THREATMANTICS / SILENT FORUM / JOEL HURST | LIVE REVIEW
Clwb Ifor Bach, Cardiff, Fri 22 Feb
A veteran of local bands Brothers and Tibet he may be, but tonight is Joel Hurst’s solo debut. If there are any first-night nerves, though, they’re not showing. His confidence in his voice and guitar playing is understandable, but is perhaps rather misplaced when it comes to his songwriting. As my companion notes, we’re never half the world away from a busker’s rendition of Half The World Away, the spectral presence of Noel Gallagher soiling more than a few tunes. Still, Hurst has a good song about being a wage slave who lives for the weekend only to spend it all in bed, and pulls an excellent cover of Two Gallants’ Steady Rollin’ out of the bag too.
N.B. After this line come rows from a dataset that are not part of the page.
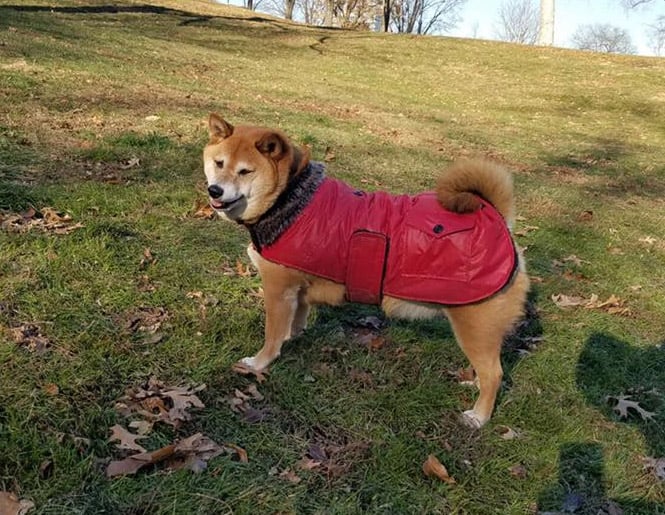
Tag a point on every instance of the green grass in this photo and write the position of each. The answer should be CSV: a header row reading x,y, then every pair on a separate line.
x,y
80,87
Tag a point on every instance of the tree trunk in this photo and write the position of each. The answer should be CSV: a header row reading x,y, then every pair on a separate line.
x,y
387,7
546,33
288,9
328,16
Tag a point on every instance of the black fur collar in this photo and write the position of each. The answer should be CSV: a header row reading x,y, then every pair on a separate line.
x,y
290,203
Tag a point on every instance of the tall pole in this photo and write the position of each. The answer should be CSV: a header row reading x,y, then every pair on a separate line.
x,y
546,33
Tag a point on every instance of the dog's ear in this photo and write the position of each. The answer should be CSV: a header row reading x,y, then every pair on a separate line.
x,y
300,159
218,128
273,146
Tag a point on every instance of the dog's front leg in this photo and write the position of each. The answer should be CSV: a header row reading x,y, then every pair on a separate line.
x,y
281,307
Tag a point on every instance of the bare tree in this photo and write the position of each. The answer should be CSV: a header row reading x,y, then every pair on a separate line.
x,y
424,16
631,4
657,33
519,21
546,31
603,38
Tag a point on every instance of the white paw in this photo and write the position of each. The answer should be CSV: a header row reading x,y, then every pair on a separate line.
x,y
472,420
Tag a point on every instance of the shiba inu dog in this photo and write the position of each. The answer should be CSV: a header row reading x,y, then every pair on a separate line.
x,y
317,240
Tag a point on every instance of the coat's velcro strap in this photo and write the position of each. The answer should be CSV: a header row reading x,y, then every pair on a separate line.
x,y
366,267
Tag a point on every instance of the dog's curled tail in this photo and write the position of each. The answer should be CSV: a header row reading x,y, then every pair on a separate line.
x,y
460,185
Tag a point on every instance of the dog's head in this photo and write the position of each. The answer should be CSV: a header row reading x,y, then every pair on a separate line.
x,y
247,168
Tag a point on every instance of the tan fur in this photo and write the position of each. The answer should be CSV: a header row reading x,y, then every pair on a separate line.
x,y
458,185
479,328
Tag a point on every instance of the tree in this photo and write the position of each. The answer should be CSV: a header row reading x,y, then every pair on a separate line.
x,y
657,34
423,16
602,37
519,22
546,30
630,4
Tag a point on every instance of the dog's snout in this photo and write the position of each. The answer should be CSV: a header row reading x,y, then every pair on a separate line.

Everything Solved At Once is the title of Silent Forum’s forthcoming LP, vocalist Richard Wiggins reveals – but this evening’s set arguably poses more questions than it answers. No sooner have they nailed “fun pop songs” (Wiggins’ words) like Robot, which is Interpol recalibrated for the dancefloor, than they seem to have careered wildly off-course into writing the much looser, more esoteric material that makes up the middle of the set. It doesn’t all work, but the ambition is admirable, their collective talent is self-evident and if there’s a degree of arrogance and bitterness in the superlative How I Faked The Moon Landing, a song about feeling themselves apart from (perhaps better than) their Cardiff contemporaries, there’s also a degree of truth.
But this is Threatmantics’ party, thrown to mark the release of new album Shadow On Your Heart, which Heddwyn Davies concedes has been a while in coming. Seven long years have elapsed since they put out predecessor Kid McCoy, during which time they’ve become no easier to classify. Resolutely ragged viola-fronted post-punk-folk, perhaps? Whatever – it doesn’t matter. The fact is that they’ve never sounded as unique as on Now You Are Gone, freaked-out as Mother Folker From Hell, sharp and catchy as First Things or (simply) as bloody good as the title track.
Davies switches between English and Welsh, they treat us to choice older cuts like Shotgun Billy, a well-oiled Friday night crowd contribute handclap accompaniment and all too soon a particularly frenzied Don’t Care comes to a halt with bassist Graf atop his amp. Cardiff certainly does care: it’s good to have Threatmantics back.